Finance

Profit maximization goal of financial management

Profit maximization goal of financial management

Profit maximization goal of financial management

The maximization of the firm’s net income is called profit maximization. It is mainly a short-term goal and mainly is restricted to the accounting analysis of the financial year. The main objective of concern is to earn a larger amount of profit.

Profit maximization: Profit = Total revenue – Total expense.

Profit can be calculated by deducting the total cost from total revenue.

It is defined as the management of financial resources aimed at increasing the profit of the company. According to this approach action that increases profit should be undertaken and those that decrease profits are to be avoided. It focuses on increasing the profit of the company in the short term. It ignores the risk and avoids the time value of money. In specific operational terms as applicable to financial management, the profit maximization criterion implies that the investment financing and dividend policy decisions of a firm should be oriented to the maximization of profits. Profit Maximization is necessary for the survival and growth of the enterprise. It is mainly concerned as to how the company will survive and grow in the existing competitive business environment. It helps in achieving efficiency in the company’s day-to-day operations to make the business profitable.

Rational of profit maximization:

(i) Profit is the yardstick of measure efficiency.

(ii) Proper utilization of the resource.

(iii) Social welfare.

Benefits of Profit Maximization:

  • Economic Existence: The foundation of the profit maximization theory is profit and profit is a must for the economic existence of any company or business.
  • Performance Standard: Profit determines the standard of performance of any business or company. When a business is unable to make profits it fails to fulfill its chief target and causes a risk to its existence.
  • Economic and Social Well-being: When a business makes a profit, it utilizes and allocates resources properly which in turn results in the payments for capital, fixed assets, labor and organization.

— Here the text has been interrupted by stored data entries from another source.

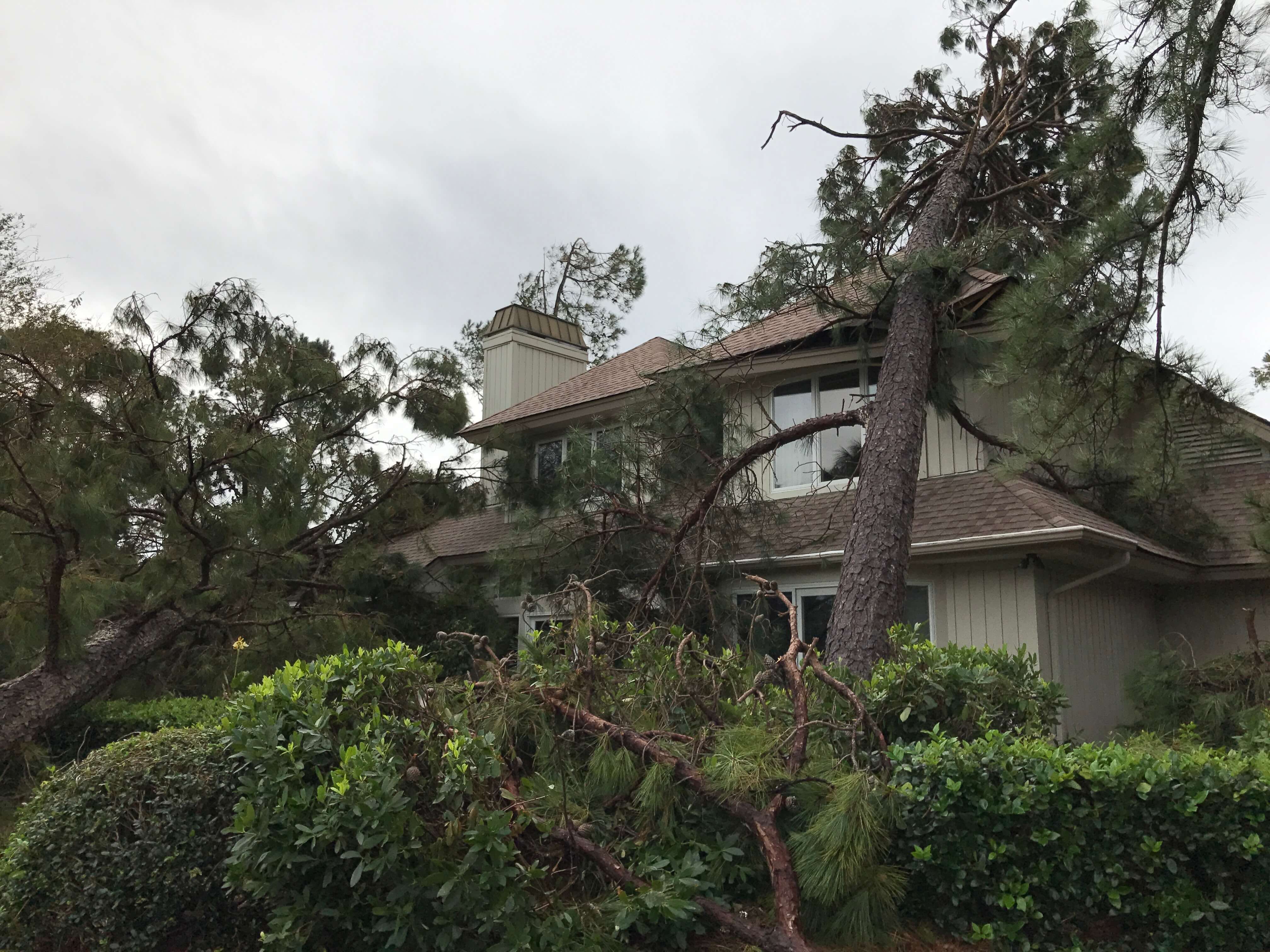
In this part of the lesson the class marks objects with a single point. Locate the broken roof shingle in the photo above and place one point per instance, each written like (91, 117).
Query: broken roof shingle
(630, 370)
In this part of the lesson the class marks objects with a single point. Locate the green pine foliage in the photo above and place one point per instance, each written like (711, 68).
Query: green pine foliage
(126, 851)
(218, 465)
(1218, 701)
(380, 805)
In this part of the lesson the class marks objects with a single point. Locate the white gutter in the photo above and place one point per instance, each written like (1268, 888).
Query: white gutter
(1000, 540)
(1117, 565)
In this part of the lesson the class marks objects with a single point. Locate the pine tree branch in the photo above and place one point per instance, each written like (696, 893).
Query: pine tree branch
(758, 450)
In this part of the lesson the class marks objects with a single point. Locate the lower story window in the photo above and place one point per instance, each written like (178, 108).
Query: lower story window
(764, 629)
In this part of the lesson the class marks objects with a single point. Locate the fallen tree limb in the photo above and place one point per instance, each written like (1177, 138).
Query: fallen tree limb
(756, 451)
(788, 933)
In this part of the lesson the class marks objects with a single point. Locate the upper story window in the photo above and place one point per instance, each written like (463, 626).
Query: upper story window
(548, 459)
(832, 455)
(549, 455)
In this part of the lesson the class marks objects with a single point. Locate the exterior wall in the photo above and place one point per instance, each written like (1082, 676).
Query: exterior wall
(1096, 634)
(520, 365)
(947, 449)
(988, 605)
(983, 605)
(1208, 620)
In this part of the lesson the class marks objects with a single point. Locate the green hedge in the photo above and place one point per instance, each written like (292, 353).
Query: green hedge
(1030, 845)
(963, 691)
(126, 851)
(107, 722)
(365, 827)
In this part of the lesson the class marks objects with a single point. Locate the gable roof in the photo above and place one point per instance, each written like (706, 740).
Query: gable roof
(968, 511)
(962, 508)
(806, 318)
(630, 370)
(626, 372)
(455, 536)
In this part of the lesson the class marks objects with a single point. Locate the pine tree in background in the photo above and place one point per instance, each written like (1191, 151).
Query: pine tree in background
(595, 290)
(187, 484)
(1079, 163)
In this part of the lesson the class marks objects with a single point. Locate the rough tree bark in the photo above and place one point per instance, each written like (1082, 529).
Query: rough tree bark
(870, 594)
(35, 700)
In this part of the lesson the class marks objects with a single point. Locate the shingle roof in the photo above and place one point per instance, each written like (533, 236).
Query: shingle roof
(961, 507)
(458, 536)
(630, 370)
(1226, 501)
(806, 318)
(623, 374)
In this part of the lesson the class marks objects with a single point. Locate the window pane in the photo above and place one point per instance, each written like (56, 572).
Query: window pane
(796, 462)
(840, 449)
(816, 611)
(606, 459)
(550, 456)
(848, 380)
(918, 607)
(761, 625)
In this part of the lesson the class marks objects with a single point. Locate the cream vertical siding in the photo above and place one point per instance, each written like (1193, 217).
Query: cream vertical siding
(1098, 634)
(947, 449)
(1208, 620)
(520, 366)
(988, 605)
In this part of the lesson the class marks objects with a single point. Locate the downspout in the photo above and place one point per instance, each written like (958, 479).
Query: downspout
(1117, 564)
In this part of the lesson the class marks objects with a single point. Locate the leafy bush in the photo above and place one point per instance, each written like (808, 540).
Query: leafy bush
(106, 722)
(1027, 843)
(1221, 697)
(963, 691)
(366, 824)
(126, 851)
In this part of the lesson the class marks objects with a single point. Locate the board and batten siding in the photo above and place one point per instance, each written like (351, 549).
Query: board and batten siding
(1098, 634)
(987, 606)
(1206, 621)
(524, 366)
(947, 449)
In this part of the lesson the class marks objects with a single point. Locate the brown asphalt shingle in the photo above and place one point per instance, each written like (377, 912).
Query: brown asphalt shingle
(966, 506)
(630, 370)
(623, 374)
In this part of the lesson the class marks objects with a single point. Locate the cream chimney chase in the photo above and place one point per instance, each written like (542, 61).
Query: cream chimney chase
(528, 352)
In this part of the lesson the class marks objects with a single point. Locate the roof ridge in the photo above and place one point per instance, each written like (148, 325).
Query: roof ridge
(1023, 490)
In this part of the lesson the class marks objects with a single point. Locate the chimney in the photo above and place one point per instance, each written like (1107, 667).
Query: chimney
(528, 352)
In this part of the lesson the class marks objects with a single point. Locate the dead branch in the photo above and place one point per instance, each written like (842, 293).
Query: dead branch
(788, 935)
(788, 666)
(613, 870)
(756, 451)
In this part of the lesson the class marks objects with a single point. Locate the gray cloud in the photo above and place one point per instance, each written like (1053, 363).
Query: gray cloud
(390, 169)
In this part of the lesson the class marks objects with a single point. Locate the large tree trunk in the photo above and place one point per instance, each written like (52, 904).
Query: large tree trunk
(872, 586)
(31, 702)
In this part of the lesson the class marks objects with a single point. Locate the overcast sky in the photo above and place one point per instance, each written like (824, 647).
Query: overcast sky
(390, 168)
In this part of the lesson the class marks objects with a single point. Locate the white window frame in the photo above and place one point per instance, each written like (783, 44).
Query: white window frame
(563, 440)
(798, 589)
(538, 445)
(817, 483)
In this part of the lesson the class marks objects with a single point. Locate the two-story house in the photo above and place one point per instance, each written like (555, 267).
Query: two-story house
(995, 560)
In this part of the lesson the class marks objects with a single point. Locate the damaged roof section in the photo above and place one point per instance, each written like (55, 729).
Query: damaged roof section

Drawbacks of Profit Maximization:

  • The Vagueness of the Profit Concept: The concept of profit is indefinite because different people may have a different idea about profit, such as profit can be EPS, gross profit, net profit, profit before interest and tax, profit ratio, etc.
  • Does Not Consider Time Value of Money: The concept of the time value of money tells that a certain unit of money today will not be equal to the same unit of money a year later.
  • Does Not Consider the Risk: Any business decision only considering the profit maximization model ignores the involved risk factor which may be harmful to the existence of the business in the long-run.